Future societies will look back on economics as a kind of foolish male mysticism, and Marçal’s book anticipates the tone of their laughter.
In short, self-contained chapters, Marçal moves through the contradictions and errors flowing from Smith’s mistake. Although Marçal’s target is economics, her critique applies to social contract theorists and any philosophy that starts with the individual, as in the thought of John Locke and Thomas Hobbes.
Only a man, she suggests, would imagine independence rather than dependence as the basis for the human condition. Individualists make the mistake of economic thinking: They forget about their mothers. “No one reads books about childbirth in order to understand human existence,” Marçal writes. “We read Shakespeare. Or one of the great philosophers who write about how people spring from the earth like mushrooms and immediately start drafting social contracts with each other.” To the idea that human society begins with men negotiating for their individual security, Marçal replies, “Hardly.”
Humans, after all, do not crash-land into existence. The uterus is not a spaceship, even if we’re taught to think of it that way. This is how it looks, Marçal points out, in Lennart Nilsson’s groundbreaking photographs of a fetus, which famously appeared on the cover of Life magazine in 1965. In the pictures, a wrinkled baby-to-be floats in a bubble membrane; the background is pitch black, and a cord runs from the baby’s core to… something. This is man before he is born alone into the world, waiting to fall off the tree like a ripe plum. But nothing could be further from the truth: The fetus is entirely enveloped within another human being, and the birth process is called labor.

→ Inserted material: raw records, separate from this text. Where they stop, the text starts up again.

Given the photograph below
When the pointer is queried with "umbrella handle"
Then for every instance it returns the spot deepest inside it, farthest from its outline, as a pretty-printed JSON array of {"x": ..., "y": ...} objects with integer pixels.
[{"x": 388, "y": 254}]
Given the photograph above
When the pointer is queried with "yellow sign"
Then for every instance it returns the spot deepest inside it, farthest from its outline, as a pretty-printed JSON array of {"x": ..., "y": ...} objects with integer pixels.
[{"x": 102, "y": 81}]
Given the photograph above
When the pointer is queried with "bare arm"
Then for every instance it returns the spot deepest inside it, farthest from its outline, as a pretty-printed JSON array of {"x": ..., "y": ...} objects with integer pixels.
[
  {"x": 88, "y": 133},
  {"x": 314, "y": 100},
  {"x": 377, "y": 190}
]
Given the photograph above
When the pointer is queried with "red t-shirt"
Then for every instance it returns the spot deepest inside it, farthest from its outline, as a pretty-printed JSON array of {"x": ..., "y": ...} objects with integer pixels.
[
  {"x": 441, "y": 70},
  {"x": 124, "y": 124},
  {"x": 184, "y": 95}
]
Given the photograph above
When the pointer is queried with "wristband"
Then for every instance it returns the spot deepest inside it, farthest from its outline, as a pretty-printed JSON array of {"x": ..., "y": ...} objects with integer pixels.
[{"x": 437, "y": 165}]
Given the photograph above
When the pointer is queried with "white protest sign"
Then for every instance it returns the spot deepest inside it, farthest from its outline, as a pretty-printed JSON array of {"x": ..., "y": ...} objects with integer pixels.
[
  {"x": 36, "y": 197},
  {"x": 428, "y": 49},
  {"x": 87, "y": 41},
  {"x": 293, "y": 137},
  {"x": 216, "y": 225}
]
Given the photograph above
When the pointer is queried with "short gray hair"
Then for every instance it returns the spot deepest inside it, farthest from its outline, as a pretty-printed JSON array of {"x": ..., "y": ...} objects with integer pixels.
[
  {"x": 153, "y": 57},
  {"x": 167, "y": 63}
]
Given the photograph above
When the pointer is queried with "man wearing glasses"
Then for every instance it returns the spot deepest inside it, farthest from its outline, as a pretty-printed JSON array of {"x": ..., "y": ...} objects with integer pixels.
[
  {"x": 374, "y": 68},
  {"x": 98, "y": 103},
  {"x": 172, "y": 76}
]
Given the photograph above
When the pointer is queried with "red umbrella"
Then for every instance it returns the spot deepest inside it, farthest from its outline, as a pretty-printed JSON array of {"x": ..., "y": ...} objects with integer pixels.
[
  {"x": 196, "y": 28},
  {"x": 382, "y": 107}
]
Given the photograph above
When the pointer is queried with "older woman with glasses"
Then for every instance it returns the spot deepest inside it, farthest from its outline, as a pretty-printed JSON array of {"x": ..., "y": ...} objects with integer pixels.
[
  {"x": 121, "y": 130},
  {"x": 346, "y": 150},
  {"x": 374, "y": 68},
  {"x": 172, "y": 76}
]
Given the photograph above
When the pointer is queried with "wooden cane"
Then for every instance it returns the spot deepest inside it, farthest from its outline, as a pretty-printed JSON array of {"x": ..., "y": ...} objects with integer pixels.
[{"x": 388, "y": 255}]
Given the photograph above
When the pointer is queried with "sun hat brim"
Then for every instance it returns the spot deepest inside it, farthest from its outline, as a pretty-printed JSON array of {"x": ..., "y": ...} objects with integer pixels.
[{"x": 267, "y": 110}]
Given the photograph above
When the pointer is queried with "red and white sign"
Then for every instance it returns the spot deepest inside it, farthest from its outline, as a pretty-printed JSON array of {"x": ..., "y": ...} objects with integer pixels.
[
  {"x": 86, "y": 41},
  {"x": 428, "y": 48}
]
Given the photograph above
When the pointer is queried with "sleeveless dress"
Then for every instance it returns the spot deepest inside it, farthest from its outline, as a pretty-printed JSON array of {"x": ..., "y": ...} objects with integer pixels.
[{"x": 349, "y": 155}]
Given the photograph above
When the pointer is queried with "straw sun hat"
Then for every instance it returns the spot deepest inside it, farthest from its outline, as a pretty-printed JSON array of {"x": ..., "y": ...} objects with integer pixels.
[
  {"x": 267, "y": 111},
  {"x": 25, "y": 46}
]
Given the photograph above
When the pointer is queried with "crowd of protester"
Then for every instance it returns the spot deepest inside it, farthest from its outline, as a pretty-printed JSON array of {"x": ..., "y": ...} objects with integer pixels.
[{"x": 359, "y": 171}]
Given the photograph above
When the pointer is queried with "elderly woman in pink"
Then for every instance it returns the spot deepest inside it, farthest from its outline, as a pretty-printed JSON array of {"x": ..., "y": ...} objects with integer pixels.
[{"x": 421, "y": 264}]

Once he pulls himself out of the womb the imagined economic individual wants one thing: more. “Our most fundamental trait is that we want an unlimited number of things,” Marçal recounts. “Everything. Now. Immediately.” Adam Smith conceded that this was irrational behavior—if we knew what was good for us, we wouldn’t be so willing to trade our time for stuff. But Smith thought humans were fundamentally vain and miscalculating. Later, other market theorists would define rationality according to market behavior, allowing them to understand, for example, altruism as self-interest. Regardless of rationality, the economic individual is understood first and foremost as grabby.
Is that what humans are: Homo Economicus? The story of the economic individual—Robinson Crusoe on his island—might make sense if you forget that women exist, but its implications are still absurd and stultifying. If the capitalist market system is the ultimate expression of the human species-being, then man is an odd bird indeed... capitalism’s ridiculous order of operations. But “if you question economics, you question your inner nature. And then you’re insulting yourself,” Marçal writes. “So you keep quiet.”
Marçal’s book is subtitled “a story of women and economics,” and her critical register is rigorously logical rather than moralizing. She makes an excellent argument for the value of feminism as an analytical lens: It is not a way to show respect or fill out the historical record, but a critical means of differentiating truth from falsehood. Proceeding from the truths that women are people and many people are women reveals the ways in which other modes of thought begin with very different assumptions. By the final page, it’s hard to imagine a good-faith reader maintaining full confidence in the science of economics.
- Who Cooked Adam Smith’s Dinner? is a masterpiece of rhetoric, clearheaded analysis, and critical imagination. But there’s this move that Marçal makes at the end of the book that’s as familiar as it is frustrating.
After issuing a logical argument for a total break with thousands of years of patriarchy, Marçal hits a fork: What is to be done? She writes, “We don’t need to call it a revolution, rather it could be termed an improvement.” I read this to mean, “No one necessarily has to fight about it.” Political books without a concluding commitment to steady nonviolent progress are usually niche products at best...
Marçal’s work is a model of radical thought... Marçal’s critique — and the anti-capitalist feminist tradition on which it stands — is a historical insight of unimaginable potential. “We could go from trying to own the world,” she writes, “to trying to feel at home in it.”
Radical thought shares an uneven but living relationship with radical action. If Adam Smith’s Dinner inspires people, it’s not clear to what exactly it will be...
Between Marçal’s ultimate proposal for “improvement” and her characterization of society as an ongoing war on women, the poor, and nonwhite people around the world, it’s the latter that’s better argued... violence against women is part of the economy. The ongoing war Marçal alludes to a few times is literal, and she never suggests otherwise.